Some of the above genuinely happened. Some of it didn't. The same applies to other aspects of Kreutzer's narrative from start to finish. Fidelity to facts isn't Corsage's primary or even secondary concern, refreshingly so. Also, the film doesn't bother itself with the notorious end to her son's story, with Crown Prince Rudolf taking his own life in a suicide pact. He's still in the movie (as portrayed by Aaron Friesz, Freud), but his tale isn't his mother's. Endeavouring to set a historical figure free from their corset — which is what corsage means in French, not flowers for a formal occasion as the term refers to in English — this flick isn't bound by accuracy or the lives of others. Sissi was bound enough anyway and not just by bodices cinching in her waist down to 19.5-inches and less, as Corsage finds ample ways to make plain.
In too many situations and for far too long, to be a woman is to be the subject of scrutiny — and doesn't Corsage know it. Sissi's roles as a wife, mother, Empress and representative of her countries are the source of constant fixation from all and sundry, with nothing ever pleasing everyone or even anyone much. Her exterior earns the same public obsession. The fact that she shares it is both an indictment of the ridiculous pressure she's subjected to and, in the complicated way of disordered eating, a bid for control. Corsage isn't here to simply spin woe, however. It's too playful and subversive for that. What it recognises again and again is how little agency Sissi had, how she was constantly defined by how she looked, and how one might process, cope with and rally against that truth.

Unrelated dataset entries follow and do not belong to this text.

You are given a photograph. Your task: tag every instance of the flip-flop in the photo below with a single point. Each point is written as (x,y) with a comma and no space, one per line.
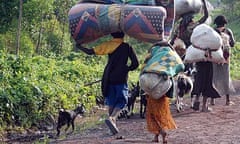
(111,125)
(230,103)
(208,109)
(196,106)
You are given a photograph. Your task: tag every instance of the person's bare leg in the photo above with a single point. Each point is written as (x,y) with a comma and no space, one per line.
(110,110)
(228,102)
(205,107)
(155,139)
(196,103)
(212,101)
(164,136)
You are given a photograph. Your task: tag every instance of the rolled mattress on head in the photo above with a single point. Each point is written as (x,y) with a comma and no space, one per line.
(90,21)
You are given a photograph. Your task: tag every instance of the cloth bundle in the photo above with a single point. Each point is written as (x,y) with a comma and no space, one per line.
(162,63)
(186,6)
(206,46)
(92,19)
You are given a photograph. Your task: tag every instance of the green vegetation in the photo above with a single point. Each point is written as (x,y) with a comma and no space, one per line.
(45,72)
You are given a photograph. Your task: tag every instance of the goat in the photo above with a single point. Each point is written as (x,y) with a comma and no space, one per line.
(68,117)
(133,94)
(183,86)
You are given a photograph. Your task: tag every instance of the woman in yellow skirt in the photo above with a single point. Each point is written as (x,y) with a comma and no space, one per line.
(159,117)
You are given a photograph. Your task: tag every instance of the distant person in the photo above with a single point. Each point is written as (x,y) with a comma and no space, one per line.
(222,78)
(115,76)
(185,28)
(158,114)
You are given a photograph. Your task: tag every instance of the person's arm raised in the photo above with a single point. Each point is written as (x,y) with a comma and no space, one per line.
(206,14)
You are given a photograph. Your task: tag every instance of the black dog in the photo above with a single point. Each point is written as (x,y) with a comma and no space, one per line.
(132,96)
(184,86)
(68,117)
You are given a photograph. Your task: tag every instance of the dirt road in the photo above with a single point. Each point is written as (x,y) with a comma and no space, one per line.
(221,126)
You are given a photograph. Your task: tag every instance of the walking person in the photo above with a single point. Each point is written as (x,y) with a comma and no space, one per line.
(221,72)
(159,89)
(185,28)
(115,76)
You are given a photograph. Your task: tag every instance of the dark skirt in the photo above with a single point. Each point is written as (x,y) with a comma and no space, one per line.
(203,81)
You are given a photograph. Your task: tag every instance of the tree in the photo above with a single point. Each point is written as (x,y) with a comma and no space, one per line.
(19,27)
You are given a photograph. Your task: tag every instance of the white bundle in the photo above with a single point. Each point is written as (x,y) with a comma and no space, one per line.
(185,6)
(196,55)
(155,85)
(204,36)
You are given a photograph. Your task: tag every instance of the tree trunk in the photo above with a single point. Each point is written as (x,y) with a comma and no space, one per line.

A haircut isn't just a haircut here, for instance, but an act of release and rebellion that also inspires tears among her attendants.
Against restrained period fare and reverent on-screen biographies, Corsage is an act of rebellion, too. It isn't quite Sofia Coppola's Marie Antoinette nor Pablo Larraín's Spencer, but belongs in the middle of the pair. Accordingly, cue the flouting of 19th-century-only sights and sounds, plus a firm focus on conveying Sissi's inner state with every tool at the picture's disposal. Visually, Kreutzer and cinematographer Judith Kaufmann (The Audition) let modern details remain among the movie's settings — doors, lights, powerpoints, mops and more. On the soundtrack, French singer Camille of 'Ta Douleur' fame gets poppy, and covers of Kris Kristofferson's 'Help Me Make It Through the Night' and The Rolling Stones' 'As Tears Go By' get a workout. This tale is timeless, Kreutzer emphasises. The Empress' stresses, sadness, struggles and spirit are as well, her film continues.
Corsage's point of interest is Kreutzer's familiar point of interest: women just wanting to be who they are but constrained by society's rules and expectations. 2019's The Ground Beneath My Feet and 2016's Krieps-starring We Used to Be Cool before that don't toy with real-life figures, but they unpack the same idea. That's an age-old reality, Corsage also reinforces, whether it's sticking close to its star's face, sometimes beneath striking face veils; surveying the punishing act of dressing as an Empress again and again; or stepping back to take in her lavish attire and surroundings, seeing what the world around her sees. Then, when this perceptive treasure comes to its inventive end, it's with an utterly unforgettable reimagining — which, yes, is this feature from the get-go.